During this time of change you must find a way to be kind to yourself. You are not superwoman. But you are a person doing your best in trying times, and deserving of admiration and love, never mind how little you feel you deserve it. Be proud of any small achievements and realise that little by little the whole situation will seem less strange and before long you will be able to look back and realise how far you have come. If you feel sad, that is fine. Be sad. Cry if you want to. It’s normal. Honestly.

But having had your cry, there are things you can do to help yourself out of this situation. Rest is vital.

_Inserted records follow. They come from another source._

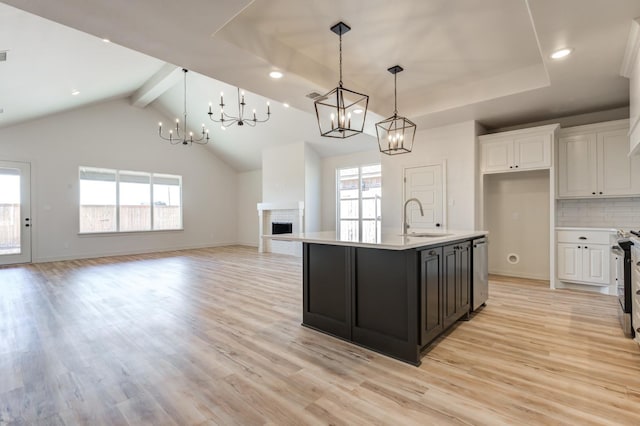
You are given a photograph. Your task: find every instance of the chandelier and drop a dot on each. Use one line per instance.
(181, 136)
(396, 133)
(227, 120)
(341, 112)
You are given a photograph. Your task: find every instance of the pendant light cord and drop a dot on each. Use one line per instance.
(395, 94)
(340, 58)
(185, 101)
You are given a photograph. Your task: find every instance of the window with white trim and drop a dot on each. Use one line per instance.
(359, 193)
(127, 201)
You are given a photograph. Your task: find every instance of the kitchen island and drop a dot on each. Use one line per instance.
(394, 295)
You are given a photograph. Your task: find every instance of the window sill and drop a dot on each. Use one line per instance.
(112, 233)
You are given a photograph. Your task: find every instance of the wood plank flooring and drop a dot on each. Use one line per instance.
(213, 336)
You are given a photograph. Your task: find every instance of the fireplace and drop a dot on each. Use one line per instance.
(281, 218)
(281, 227)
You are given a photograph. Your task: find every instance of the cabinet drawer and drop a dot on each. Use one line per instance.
(584, 236)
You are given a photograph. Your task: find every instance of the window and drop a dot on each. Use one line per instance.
(359, 203)
(126, 201)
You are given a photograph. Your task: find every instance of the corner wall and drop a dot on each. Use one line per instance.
(249, 195)
(116, 135)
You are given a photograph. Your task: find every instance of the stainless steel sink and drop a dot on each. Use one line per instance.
(426, 234)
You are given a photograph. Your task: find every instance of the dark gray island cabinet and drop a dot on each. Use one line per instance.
(394, 301)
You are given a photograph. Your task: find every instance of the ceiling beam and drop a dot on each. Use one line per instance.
(159, 83)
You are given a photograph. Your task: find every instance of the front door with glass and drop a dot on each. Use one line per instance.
(15, 216)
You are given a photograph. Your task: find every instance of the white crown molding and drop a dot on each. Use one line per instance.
(631, 52)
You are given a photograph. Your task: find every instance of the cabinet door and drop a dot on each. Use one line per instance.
(464, 278)
(595, 264)
(449, 269)
(497, 156)
(577, 166)
(614, 164)
(569, 262)
(532, 152)
(431, 295)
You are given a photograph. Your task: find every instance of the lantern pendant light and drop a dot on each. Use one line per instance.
(396, 133)
(341, 112)
(182, 135)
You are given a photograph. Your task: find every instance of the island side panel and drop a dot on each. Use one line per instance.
(386, 303)
(327, 288)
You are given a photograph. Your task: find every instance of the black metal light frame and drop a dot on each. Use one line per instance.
(181, 136)
(396, 133)
(341, 113)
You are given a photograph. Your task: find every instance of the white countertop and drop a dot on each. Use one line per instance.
(584, 228)
(390, 240)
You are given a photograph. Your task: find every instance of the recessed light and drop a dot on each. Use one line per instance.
(562, 53)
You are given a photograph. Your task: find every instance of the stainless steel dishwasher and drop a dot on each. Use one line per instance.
(480, 273)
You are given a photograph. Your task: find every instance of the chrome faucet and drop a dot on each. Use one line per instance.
(405, 225)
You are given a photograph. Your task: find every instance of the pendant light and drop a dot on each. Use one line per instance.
(341, 112)
(396, 133)
(227, 120)
(181, 136)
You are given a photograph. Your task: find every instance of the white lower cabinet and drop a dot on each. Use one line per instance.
(587, 264)
(584, 257)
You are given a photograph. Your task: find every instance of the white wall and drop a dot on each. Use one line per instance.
(312, 191)
(329, 166)
(455, 144)
(517, 218)
(249, 194)
(116, 135)
(283, 173)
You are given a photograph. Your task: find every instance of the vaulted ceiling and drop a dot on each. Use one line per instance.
(464, 59)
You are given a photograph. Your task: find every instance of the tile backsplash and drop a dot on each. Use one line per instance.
(599, 213)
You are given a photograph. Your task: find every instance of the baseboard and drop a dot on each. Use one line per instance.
(518, 275)
(127, 252)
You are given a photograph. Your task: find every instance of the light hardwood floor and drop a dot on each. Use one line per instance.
(213, 336)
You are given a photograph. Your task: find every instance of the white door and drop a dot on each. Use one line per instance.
(569, 262)
(532, 152)
(425, 184)
(497, 156)
(595, 264)
(577, 166)
(614, 171)
(15, 216)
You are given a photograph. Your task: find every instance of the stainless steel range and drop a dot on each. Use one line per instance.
(622, 253)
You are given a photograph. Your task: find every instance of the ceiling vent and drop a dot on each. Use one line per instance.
(316, 96)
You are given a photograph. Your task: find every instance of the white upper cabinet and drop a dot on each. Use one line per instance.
(593, 161)
(517, 150)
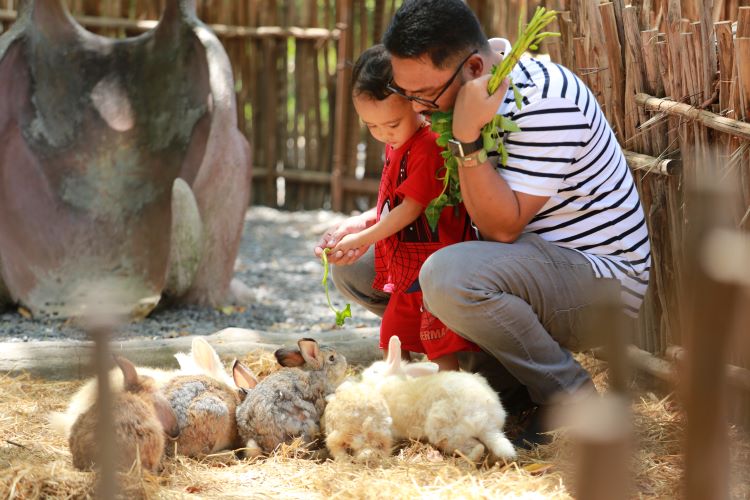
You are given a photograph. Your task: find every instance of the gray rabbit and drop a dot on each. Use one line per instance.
(289, 403)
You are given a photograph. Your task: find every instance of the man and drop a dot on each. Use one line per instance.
(561, 222)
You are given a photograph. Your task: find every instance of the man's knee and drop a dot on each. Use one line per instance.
(441, 279)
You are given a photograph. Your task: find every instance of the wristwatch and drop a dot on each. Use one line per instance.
(461, 149)
(468, 154)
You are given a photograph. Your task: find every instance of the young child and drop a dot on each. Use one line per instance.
(403, 239)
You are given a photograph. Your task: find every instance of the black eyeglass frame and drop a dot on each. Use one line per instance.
(433, 102)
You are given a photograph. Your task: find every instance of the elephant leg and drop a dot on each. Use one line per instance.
(186, 240)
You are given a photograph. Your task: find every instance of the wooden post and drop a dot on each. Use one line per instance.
(617, 72)
(634, 80)
(342, 98)
(707, 326)
(726, 62)
(742, 60)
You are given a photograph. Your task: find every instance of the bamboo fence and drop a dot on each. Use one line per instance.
(672, 76)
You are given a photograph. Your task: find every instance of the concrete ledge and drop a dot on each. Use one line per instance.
(62, 360)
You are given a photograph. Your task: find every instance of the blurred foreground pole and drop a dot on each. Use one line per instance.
(106, 487)
(602, 427)
(707, 323)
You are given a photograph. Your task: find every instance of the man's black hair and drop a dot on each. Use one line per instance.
(441, 29)
(372, 73)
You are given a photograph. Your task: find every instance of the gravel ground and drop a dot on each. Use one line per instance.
(275, 261)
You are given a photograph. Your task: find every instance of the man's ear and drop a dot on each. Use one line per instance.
(475, 66)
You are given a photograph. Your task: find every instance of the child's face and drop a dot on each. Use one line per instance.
(391, 121)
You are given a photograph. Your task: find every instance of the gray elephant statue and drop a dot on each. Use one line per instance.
(123, 176)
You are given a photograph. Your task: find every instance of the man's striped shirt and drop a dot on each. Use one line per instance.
(566, 150)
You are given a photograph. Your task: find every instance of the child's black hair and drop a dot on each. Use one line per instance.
(372, 73)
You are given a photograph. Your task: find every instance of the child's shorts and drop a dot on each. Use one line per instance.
(402, 317)
(418, 330)
(438, 340)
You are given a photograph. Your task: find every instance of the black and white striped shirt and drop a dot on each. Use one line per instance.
(566, 150)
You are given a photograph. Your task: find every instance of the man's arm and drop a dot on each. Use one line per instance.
(499, 213)
(397, 219)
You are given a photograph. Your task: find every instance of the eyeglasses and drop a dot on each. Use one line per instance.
(427, 102)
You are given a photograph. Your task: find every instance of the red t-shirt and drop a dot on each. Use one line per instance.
(412, 170)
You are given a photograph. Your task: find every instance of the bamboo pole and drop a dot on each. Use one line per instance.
(342, 83)
(742, 60)
(348, 184)
(710, 120)
(634, 80)
(708, 45)
(615, 63)
(726, 62)
(708, 326)
(743, 22)
(638, 161)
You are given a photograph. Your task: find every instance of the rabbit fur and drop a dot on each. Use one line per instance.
(357, 424)
(201, 360)
(205, 410)
(452, 410)
(289, 403)
(141, 417)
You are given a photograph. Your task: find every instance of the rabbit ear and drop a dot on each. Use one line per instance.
(393, 361)
(289, 357)
(310, 352)
(205, 356)
(166, 416)
(129, 373)
(420, 369)
(243, 376)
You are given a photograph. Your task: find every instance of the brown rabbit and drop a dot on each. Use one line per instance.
(205, 409)
(289, 403)
(141, 417)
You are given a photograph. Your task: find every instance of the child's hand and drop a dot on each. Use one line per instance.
(348, 242)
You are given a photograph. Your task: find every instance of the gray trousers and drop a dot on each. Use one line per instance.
(526, 304)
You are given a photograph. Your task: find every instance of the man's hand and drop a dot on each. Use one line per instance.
(475, 108)
(334, 235)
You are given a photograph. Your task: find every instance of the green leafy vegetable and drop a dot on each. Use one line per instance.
(347, 311)
(442, 122)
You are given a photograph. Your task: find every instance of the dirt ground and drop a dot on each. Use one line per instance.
(275, 261)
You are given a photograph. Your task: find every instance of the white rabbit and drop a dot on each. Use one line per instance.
(454, 411)
(357, 424)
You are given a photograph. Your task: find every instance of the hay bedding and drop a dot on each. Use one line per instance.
(35, 463)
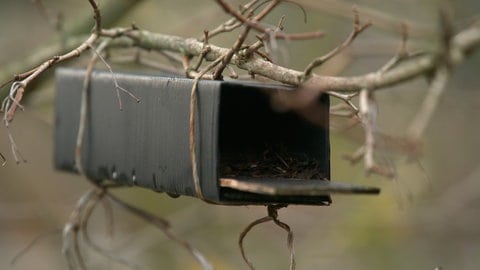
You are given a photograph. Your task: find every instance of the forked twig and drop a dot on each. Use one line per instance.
(272, 216)
(164, 226)
(357, 29)
(262, 29)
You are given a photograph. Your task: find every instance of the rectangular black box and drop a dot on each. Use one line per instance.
(269, 156)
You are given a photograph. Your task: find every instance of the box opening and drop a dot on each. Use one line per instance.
(256, 142)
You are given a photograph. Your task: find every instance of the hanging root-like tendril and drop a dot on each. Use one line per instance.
(272, 216)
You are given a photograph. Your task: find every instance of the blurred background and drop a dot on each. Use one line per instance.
(428, 217)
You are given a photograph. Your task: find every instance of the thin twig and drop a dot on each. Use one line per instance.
(357, 29)
(258, 27)
(164, 226)
(118, 88)
(272, 216)
(31, 244)
(437, 86)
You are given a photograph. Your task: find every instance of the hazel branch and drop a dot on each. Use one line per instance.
(357, 29)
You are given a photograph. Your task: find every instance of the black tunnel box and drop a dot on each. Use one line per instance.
(248, 153)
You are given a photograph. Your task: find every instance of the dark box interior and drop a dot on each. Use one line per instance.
(256, 142)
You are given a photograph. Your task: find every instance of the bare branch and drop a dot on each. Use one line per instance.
(357, 29)
(417, 127)
(462, 43)
(272, 216)
(258, 27)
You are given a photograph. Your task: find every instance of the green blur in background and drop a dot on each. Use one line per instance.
(428, 217)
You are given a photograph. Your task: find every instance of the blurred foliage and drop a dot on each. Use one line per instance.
(414, 224)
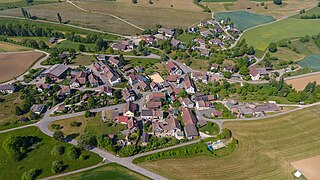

It’s almost impossible to put a situation in perspective when you are exhausted. What this means is that you must accept any help that is offered. You are most likely surrounded by people who understand perfectly what you are going through, and who would love to be of assistance. If you are not in that lucky position, it may be worth finding the money for some help. A weekly house clean can be an enormous help. Someone to care for the baby for an hour between feeds while you get some exercise, or stock up the house so that you don’t have to shop for a while. An evening out with your spouse while the baby is snug at home can do wonders for your mood. Only you will know what the most helpful strategy will be.

In addition small efforts can pay large dividends. Try and take care of your appearance, even though it may not be easy to find the time. Get some exercise, even if it means a stroll with the baby in a pram. Join a group of new mothers so you can listen to them discuss exactly the issues you are grappling with.

If the depression does not lift after a short time, then you may need to seek help. Do not be shy. It is vital for the life of this new family that you get help if it’s required. A very helpful site is www.pndsa.co.za.